Einen etwas anderen Weg geht Weinberger in den Choralgebundenen Werken. Hier nimmt er sich eher Zeit, die Tempi sind stets angemessen aber eher nicht auf der schnellen Seite. Er findet exquisite Registrierungen, die die Choralvorspiele in ihrem Charakter zum Leuchten bringen. Ganz nebenbei hört man, wie viele klangliche Schattierungen Orgelbauer im Rahmen einer übergeordneten Klangvorstellung gefunden haben, ja sogar in ihren eigenen Orgeln! Weinberger setzt auch hier ganz auf Durchhörbarkeit des Satzes, auf eine durchdachte und rhetorisch orientierte Artikulation. Hier erlaubt sich auch im Gegensatz zu den freien Werken agogische Freiheiten.
Hier ist für mich etwa BWV 641 ("Wenn wir in höchsten Nöten seien" aus dem Orgelbüchlein) ein Paradebeispiel.
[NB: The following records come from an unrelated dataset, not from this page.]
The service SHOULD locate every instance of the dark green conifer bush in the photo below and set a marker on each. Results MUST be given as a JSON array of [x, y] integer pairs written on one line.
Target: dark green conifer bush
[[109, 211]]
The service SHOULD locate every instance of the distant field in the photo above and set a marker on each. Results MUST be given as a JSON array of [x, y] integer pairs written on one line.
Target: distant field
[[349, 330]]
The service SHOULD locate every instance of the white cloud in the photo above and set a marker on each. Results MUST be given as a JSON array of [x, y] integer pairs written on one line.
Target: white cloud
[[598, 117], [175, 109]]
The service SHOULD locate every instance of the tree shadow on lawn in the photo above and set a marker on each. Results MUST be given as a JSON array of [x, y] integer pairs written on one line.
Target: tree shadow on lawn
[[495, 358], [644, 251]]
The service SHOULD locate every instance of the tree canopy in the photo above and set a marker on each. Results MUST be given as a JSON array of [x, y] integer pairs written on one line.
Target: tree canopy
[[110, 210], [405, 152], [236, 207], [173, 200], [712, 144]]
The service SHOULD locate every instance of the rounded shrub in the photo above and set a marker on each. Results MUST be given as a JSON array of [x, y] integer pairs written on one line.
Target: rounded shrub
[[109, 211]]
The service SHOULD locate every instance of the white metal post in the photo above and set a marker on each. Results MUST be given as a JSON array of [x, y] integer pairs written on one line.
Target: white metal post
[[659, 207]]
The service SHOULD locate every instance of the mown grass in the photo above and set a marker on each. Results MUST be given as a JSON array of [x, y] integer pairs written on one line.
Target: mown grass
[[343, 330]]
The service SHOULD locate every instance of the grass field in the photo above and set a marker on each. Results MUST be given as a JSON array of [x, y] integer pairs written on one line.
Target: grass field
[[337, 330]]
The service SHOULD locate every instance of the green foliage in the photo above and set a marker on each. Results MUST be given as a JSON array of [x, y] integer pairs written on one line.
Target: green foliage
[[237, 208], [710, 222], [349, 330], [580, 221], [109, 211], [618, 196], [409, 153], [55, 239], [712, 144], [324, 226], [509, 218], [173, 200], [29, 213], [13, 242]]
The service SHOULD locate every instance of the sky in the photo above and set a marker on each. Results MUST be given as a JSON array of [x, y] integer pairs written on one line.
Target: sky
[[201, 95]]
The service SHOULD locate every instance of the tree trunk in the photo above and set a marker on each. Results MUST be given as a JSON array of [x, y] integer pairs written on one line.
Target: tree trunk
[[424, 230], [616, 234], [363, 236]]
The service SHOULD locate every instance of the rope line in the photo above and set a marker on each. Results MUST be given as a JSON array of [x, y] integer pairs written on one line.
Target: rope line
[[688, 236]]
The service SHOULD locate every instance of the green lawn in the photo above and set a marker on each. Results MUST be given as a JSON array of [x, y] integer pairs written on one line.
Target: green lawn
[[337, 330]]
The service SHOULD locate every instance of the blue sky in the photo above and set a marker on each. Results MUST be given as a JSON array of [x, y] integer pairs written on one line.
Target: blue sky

Weinberger wählt eine völlig unspektakuläre Registrierung, verleiht dem Stück allein durch sein Spiel die Plastizität, die es braucht. Jede Stimme ist einzeln nachvollziehbar, atmet und findet sich dennoch in einem beglückenden Ganzen zusammen.
Zusammenfassend finde ich mein früheres Urteil bestätigt: Die Weinberger-Gesamteinspielung der Bachschen Orgelwerke gehört für mich zu den Wichtigsten. Das fängt bei den Orgeln und der dadurch entstehenden bei aller übergeordneten klanglichen Ästhetik ohrenfälligen Differenziertheit an, für die Weinberger (fast) immer das perfekte Programm findet. Natürlich funktionieren die Kompositionen auch auf anderen Instrumenten. Dennoch: ich hatte selten den Eindruck, das Werk und Instrumente so gut zusammenpassen wie hier. Auch Weinberger interpretatorische Herangehensweise ist für mich schlüssig und angemessen. Sie speist sich für mich jederzeit aus dem Werk und dem Wissen um Aufführungspraxis heraus. Mit dieser Aufnahme findet der Hörer einen sehr guten Zugang zum Bachschen Orgelwerk, der zudem klanglich in vielem dem nahe kommt, was Bach an Orgeln gekannt und favorisiert hat (die Problematik der Umbauten, Veränderungen, Intonation etc. lasse ich jetzt mal ausgeklammert).